It is impossible to detect the curvature of a luminous ray travelling from one point to another on the earth’s surface, mainly because weight on the earth is too slight to bend the ray much. A further reason is that our planet is so ridiculously small that we cannot follow the light over a sufficient distance.

But what cannot be done on this little globule of ours, the entire diameter of which light can cover in the twenty-fifth of a second, may possibly be done in the gigantic laboratory of celestial space. We have, almost within our reach—a mere matter of 93,000,000 miles away, that is to say—a star on which weight is twenty-seven times greater than on the earth. We mean the sun. On the sun a body left to itself falls 132 metres in the first second. Its fall is twenty-seven times as rapid as on the earth.

Hence, near the sun, light will be much more bent out of its path by gravitation. The deviation will be all the greater from the fact that the sun is 800,000 miles in diameter, and a luminous ray needs a much longer time to cover this distance than to travel the length of the earth’s diameter. Hence gravitation acts upon the ray of light during a much longer time than upon a ray that reaches the earth, and it will be all the more curved.

Take a luminous ray that comes from a star at a great distance behind the sun. If it reaches us after passing near to the sun, it will behave like a projectile. Its path will no longer be rectilinear. It will be slightly curved toward the sun. In other words, the ray will deviate from a straight line, and the direction it has when our eyes receive it on the earth is a little different from the direction it had when it left the star. It has been diverted.

Calculation shows that this deviation, though very slight, can be measured. It is equal to an angle of a second and three-quarters: an angle which the delicate methods of our astronomers are able to measure.

Certainly such an angle is very far from considerable, for it takes 324,000 angles of one second to make a right angle. In other words, an angle of one second is that at which we should see the two ends of a rod, a metre in length, fixed in the ground, at a distance of 206 kilometres. If our eyes were sharp enough to see a man of normal height standing 200 kilometres away from us, our glance, in passing from his head to his feet, would have a very small angle of deviation. Well, this angle accurately represents the deviation experienced by the light that comes to us from a star when it has passed close to the golden globe of the sun.

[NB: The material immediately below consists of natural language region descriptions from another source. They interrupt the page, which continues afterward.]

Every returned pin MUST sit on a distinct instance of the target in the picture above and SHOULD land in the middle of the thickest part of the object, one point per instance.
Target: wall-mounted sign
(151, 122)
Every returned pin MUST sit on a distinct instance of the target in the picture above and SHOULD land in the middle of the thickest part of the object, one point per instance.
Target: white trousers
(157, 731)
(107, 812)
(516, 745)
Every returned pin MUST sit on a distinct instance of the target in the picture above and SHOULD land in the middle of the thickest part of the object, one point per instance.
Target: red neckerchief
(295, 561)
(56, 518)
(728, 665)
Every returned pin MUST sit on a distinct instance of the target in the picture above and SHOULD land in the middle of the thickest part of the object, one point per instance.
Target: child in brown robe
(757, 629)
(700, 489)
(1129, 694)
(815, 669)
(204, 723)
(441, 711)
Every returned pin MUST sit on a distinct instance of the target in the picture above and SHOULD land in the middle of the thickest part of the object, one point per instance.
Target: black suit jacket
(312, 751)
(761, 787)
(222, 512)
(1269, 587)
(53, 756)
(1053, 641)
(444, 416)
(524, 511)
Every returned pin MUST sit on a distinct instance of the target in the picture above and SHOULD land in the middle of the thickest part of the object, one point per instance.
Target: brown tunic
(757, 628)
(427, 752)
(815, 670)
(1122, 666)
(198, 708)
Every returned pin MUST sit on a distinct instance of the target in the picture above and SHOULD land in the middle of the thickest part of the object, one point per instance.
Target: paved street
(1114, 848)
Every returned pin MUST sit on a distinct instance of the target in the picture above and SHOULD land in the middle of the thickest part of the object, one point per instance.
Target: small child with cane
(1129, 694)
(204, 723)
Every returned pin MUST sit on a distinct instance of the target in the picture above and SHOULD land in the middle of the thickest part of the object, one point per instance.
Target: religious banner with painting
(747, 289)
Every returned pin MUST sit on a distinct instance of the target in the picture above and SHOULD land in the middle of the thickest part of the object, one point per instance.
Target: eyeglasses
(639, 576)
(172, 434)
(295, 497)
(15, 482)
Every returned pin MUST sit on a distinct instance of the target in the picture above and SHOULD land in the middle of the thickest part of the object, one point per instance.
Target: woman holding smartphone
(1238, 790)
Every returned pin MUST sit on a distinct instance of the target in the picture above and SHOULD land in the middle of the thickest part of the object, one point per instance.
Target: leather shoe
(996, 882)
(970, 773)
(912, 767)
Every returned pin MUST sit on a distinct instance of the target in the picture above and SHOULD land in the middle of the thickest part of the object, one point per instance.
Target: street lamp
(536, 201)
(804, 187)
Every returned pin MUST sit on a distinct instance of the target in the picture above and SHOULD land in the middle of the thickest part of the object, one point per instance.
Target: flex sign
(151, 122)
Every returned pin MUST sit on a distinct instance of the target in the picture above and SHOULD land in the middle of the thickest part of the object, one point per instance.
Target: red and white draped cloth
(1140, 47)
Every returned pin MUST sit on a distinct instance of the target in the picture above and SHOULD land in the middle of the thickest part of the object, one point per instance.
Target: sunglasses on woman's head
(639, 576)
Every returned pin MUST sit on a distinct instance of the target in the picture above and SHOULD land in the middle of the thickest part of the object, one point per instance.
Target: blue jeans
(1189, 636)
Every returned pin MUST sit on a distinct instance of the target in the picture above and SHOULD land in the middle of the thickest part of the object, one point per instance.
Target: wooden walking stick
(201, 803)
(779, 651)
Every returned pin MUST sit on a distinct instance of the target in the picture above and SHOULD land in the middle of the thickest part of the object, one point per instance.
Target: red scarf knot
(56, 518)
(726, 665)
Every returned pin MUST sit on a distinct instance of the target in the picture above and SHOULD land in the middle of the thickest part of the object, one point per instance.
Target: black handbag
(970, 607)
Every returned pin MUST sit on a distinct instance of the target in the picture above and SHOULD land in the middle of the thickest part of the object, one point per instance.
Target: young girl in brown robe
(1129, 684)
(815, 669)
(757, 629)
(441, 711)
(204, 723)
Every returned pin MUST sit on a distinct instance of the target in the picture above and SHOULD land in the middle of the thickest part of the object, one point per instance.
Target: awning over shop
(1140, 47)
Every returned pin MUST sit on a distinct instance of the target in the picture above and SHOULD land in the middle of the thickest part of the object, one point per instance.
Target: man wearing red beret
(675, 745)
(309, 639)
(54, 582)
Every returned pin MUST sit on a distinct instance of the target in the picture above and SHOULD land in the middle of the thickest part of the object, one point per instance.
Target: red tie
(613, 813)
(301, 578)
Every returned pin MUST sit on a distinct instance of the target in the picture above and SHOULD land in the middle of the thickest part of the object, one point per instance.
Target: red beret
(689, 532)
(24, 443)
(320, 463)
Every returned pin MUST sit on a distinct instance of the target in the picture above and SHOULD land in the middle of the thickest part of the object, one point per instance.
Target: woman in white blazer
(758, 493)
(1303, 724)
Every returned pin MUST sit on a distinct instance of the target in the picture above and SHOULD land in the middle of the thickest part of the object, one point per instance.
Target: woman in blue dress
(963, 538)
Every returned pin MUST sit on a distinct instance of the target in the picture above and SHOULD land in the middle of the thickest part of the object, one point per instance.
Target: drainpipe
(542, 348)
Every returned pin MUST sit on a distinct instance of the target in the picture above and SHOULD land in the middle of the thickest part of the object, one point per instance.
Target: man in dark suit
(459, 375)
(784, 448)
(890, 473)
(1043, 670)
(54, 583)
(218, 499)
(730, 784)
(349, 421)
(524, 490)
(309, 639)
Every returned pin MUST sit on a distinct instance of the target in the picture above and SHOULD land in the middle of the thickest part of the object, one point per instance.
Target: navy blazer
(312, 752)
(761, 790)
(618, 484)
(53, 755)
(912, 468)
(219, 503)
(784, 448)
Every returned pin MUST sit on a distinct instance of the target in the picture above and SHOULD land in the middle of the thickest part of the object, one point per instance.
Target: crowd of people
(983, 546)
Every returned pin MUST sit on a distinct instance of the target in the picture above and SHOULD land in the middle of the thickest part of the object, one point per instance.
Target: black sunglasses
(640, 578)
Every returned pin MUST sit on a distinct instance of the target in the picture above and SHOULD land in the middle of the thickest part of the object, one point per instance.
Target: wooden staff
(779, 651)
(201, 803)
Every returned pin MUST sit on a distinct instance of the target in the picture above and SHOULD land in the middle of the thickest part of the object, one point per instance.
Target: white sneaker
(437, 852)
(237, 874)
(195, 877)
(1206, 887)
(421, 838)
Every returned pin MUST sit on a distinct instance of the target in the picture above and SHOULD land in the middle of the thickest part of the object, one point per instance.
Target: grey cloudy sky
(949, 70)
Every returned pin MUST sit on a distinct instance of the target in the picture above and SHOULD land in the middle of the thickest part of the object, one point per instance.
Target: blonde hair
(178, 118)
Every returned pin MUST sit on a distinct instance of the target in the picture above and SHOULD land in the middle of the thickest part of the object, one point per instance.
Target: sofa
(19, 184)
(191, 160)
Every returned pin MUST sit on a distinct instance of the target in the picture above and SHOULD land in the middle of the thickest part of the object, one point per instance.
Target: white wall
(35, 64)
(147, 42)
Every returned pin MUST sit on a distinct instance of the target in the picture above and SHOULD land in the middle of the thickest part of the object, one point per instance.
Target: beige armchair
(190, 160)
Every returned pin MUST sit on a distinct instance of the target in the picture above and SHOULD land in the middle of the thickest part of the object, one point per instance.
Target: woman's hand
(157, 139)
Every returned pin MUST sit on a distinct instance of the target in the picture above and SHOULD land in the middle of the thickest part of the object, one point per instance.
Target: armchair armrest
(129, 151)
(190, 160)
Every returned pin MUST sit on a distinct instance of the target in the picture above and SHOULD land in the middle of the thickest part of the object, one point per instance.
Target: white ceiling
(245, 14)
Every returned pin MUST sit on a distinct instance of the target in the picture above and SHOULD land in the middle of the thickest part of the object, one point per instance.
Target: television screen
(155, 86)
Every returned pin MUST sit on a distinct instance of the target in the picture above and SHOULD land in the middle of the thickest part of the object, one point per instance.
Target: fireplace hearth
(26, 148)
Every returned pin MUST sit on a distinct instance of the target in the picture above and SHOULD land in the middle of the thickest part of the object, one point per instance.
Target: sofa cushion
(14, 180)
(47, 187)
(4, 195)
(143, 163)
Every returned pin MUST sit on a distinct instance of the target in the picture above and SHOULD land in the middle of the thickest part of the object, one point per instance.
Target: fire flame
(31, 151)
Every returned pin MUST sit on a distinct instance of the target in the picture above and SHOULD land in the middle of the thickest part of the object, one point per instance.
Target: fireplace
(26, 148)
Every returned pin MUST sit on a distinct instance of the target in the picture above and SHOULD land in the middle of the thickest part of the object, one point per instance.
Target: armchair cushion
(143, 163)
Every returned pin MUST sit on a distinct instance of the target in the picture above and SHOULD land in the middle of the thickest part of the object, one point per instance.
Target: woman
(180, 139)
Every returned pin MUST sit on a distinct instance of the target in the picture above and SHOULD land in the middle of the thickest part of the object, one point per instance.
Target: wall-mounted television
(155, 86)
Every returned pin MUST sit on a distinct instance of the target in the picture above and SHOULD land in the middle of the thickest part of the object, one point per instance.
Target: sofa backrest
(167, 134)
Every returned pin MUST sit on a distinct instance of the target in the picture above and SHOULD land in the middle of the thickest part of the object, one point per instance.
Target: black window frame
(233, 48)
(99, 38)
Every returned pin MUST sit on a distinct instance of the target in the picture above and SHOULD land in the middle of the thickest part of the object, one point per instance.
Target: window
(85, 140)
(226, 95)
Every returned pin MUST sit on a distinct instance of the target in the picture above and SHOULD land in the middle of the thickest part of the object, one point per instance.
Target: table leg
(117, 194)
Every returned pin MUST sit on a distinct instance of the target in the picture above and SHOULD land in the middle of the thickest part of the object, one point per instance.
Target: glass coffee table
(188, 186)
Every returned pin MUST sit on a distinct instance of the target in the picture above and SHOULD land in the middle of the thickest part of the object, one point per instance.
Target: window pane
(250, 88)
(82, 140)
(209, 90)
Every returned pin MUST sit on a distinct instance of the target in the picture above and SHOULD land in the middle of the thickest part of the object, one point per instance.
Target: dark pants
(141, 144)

Minute as this angle is, the methods of the astronomer are so delicate and precise that he can determine it. The tiny measurement is by no means to be despised. Disdain of the men who devote themselves to such refined subtleties is very much out of place, because our modern science has been revolutionised by this measurement. Einstein is right, and Newton wrong, because we have been able to measure this minute angle and establish the curvature of light.

A great difficulty arose when we wished to verify this. How can we observe in full daylight a ray of light that comes to us from a star and passes close to the sun? It cannot be done. Even if we use the most powerful glasses the stars on the farther side of the sun are completely drowned in its blaze—to speak more correctly, in the light which is diffused by our atmosphere.

To say the truth—if we may venture upon a parenthetic remark at this juncture—night has taught us much more than day about the mysteries of the universe. In literary symbolism, in politics, the light of day is the very symbol of progress and knowledge: night is the symbol of ignorance. What folly! It is a blasphemy against night, the sweetness of which we ought rather to venerate. I do not refer to its romantic charm, but to the mighty progress in knowledge which it has enabled us to make.

Midnight is not merely the hour of crime. It is also the hour of prodigious flight toward remote worlds. During the day we see only one sun: by night we see millions of suns. The blinding veil which the sunlight draws across the heavens may be woven of the most brilliant rays, but it is none the less a veil, for it makes us as blind as the moths which, in a strong light, can see no further than the tips of their wings.